Слушайте, дети картриджей и одноразовых зажигалок, сказку.
Примерно до 1991 года каждый копировальный аппарат стоял на учёте в КГБ, включая пишущие машинки, с которых в КГБ сдавался образец оттиска шрифта. И тут Горби развалил страну, и ксерокс "стало можно". Естественно, каждая конторка, особенно из зарождающейся тогда касты грантососов, захотела обзавестись ксероксом.
Тогдашний ходовой агрегат представлял собой сумрачную тумбу со стеклом А3, а то и А2, весом под центнер. Занимал стол, требовал достаточно высокой квалификации оператора, не говоря уже об обслуживании. И самое главное - никаких картриджей. Тонер отдельно. Девелопер (порошок, приваривающий тонер к бумаге) отдельно. Банки по кварте (946 грамм). Под крышечкой сбоку две горловинки, куда полагалось время от времени засыпать того и другого quantum satis. А там, в нутре, оно как-то хитро смешивалось.
После каждых десяти банок тонера надлежало делать неполную разборку и чистку. Вот на этом-то мы и погорели.
За "десятибаночное" обслуживание ксерокса нам был назначен весьма солидный гонорар. Устоять было невозможно. Внимательное чтение инструкции показало точную последовательность снятия панелей. На картинке для конченых идиотов стрелками было нарисовано, где почистить, где смазать, где протереть. Смущало лишь одно. Если инструмент part number X был обычной кисточкой, а part number Y - обычной крестовой отвёрткой, то part number Z был каким-то хитрожопым пылесосом. А меж тем использованию этого пылесоса было посвящено аж несколько абзацев. И мой опыт обслуживания больших ЭВМ подсказывал: не зря, ой, как не зря!
Но мы ж программисты, народ плечистый. Ксерокс был разобран. Созерцание внутренностей, покрытых толстым слоем тонера с девелопером, заставило нас задуматься. Десять банок, в реальности все двадцать. Это ж под миллион копий. Это ж полсантиметра грязи.
Пылесоса под руками, конечно, не было. Гонорар начал становиться полупрозрачным и тающим в воздухе. Путём помахивания кисточкой и поскрябывания отвёрткой было выяснено, что электростатически заряженный тонер не хочет расставаться с насиженными местами.
"Пойду-ка я домой, - сказал я напарнику, - за пылесосом". Он грустно на меня посмотрел. Перспектива таранить через полгорода пылесос сделала гонорар не таким уж и большим, и это ясно читалось через его модные очки. "Пылесос сосёт воздух, - молвил он, - значит, можно дунуть". И быстро засунул голову в область печки и дунул.

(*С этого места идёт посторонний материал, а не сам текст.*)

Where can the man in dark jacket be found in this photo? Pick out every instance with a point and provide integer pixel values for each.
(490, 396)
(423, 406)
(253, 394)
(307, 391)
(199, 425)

Облако жирного тонера вылетело наружу и, увлекаемое электростатикой, ринулось на новые, необжитые места. Напарник извлёк голову из ксерокса. На меня смотрел негр. На 1/16, но негр. Негр смачно отхаркался куда-то в сторону аппарата и снял очки, став похожим на грустную сову. "^&%^@^%&!!!" - сказала сова и грязно выругалась.
Дети, если вы засрались тонером, никогда, слышите, никогда не мойтесь горячей водой. И пол тоже не мойте. Но кто ж это знал в 1992 году?
Тонер отошёл от моих рук дня через три, от морды напарника через неделю. Одежду пришлось списать.
В том кабинете я был спустя десять лет. Линолеум всё ещё был чёрным.